総資産30億円の不動産投資家・小原正徳氏は、「繰上げ返済は、経済合理性で見れば多くの場合、『悪手』です」と語る。良かれと思って借金を減らす行為が、なぜ「人生の自由」を奪うことになるのか。
多くの日本人が陥る「借金返済の罠」と、プロだけが知る「お金の正解」について、小原氏に話を伺った。
節約のはずが逆効果…返済で人生の選択肢が減る
住宅ローンを繰上げ返済することの最大のメリットは、当然ながら「利息軽減効果」にある。元本を早めに減らせば、将来支払うはずだった利息をカットできる。
「借金は少しでも早く返すもの」という親世代からの教えもあり、この「節約額」こそが、多くの人を繰上げ返済へと駆り立てる動機となっている。
しかし、その節約効果は、私たちが必死になって手元の現金を差し出すのに見合うほど、劇的なものなのだろうか。小原氏は、その費用対効果の低さを指摘する。
「例えば、3000万円を金利1%・35年返済で組んだとします。10年が経過し、手元にできた1000万円を使って繰上げ返済をした場合を計算してみましょう。返済期間を短縮する『期間短縮型』を選んだ場合、軽減される利息総額は約174万円。
※元利均等を前提とした概算。手数料や控除の有無、繰上げタイミング等で前後する
35年という長い歳月をかけて、ようやく150万円前後の節約。この数字を前に、多くの人は「それでも浮くなら大きい」と感じるかもしれない。だが、小原氏はその判断に警鐘を鳴らす。

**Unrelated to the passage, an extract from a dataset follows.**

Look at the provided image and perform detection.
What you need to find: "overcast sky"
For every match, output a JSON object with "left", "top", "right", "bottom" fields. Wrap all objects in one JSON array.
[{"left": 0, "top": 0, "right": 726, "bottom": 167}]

「冷静に考えてみてください。あなたは今、手元にある自由に使える1000万円という最強の武器を失ってまで、35年かけて薄く広く得られるわずかな節約を取りに行こうとしているのです。多くの人は『借金が減る』という安心感に目を奪われ、手元の現金がなくなるリスクを軽視しています。1000万円あれば、人生の選択肢が広がります。それを、わずかな利息削減のために壁の中に埋め込んでしまう。それが繰上げ返済の正体なのです」(小原氏)
いざという時、強いのは現金
「手元資金で借金を返済して身綺麗になる」。この道徳的に正しいとされる行為の、一体何がリスクなのか。一般的な感覚では理解しがたいこの問いに対し、まず小原氏が挙げたのが「生活防衛資金」という概念だ。
人生には予期せぬ事態がつきまとう。病気や怪我での収入減、突然のリストラ、あるいは家族の介護。そうした危機的状況において、あなたを守ってくれるのは「住宅ローンを完済した家」ではなく「手元の現金」に他ならない。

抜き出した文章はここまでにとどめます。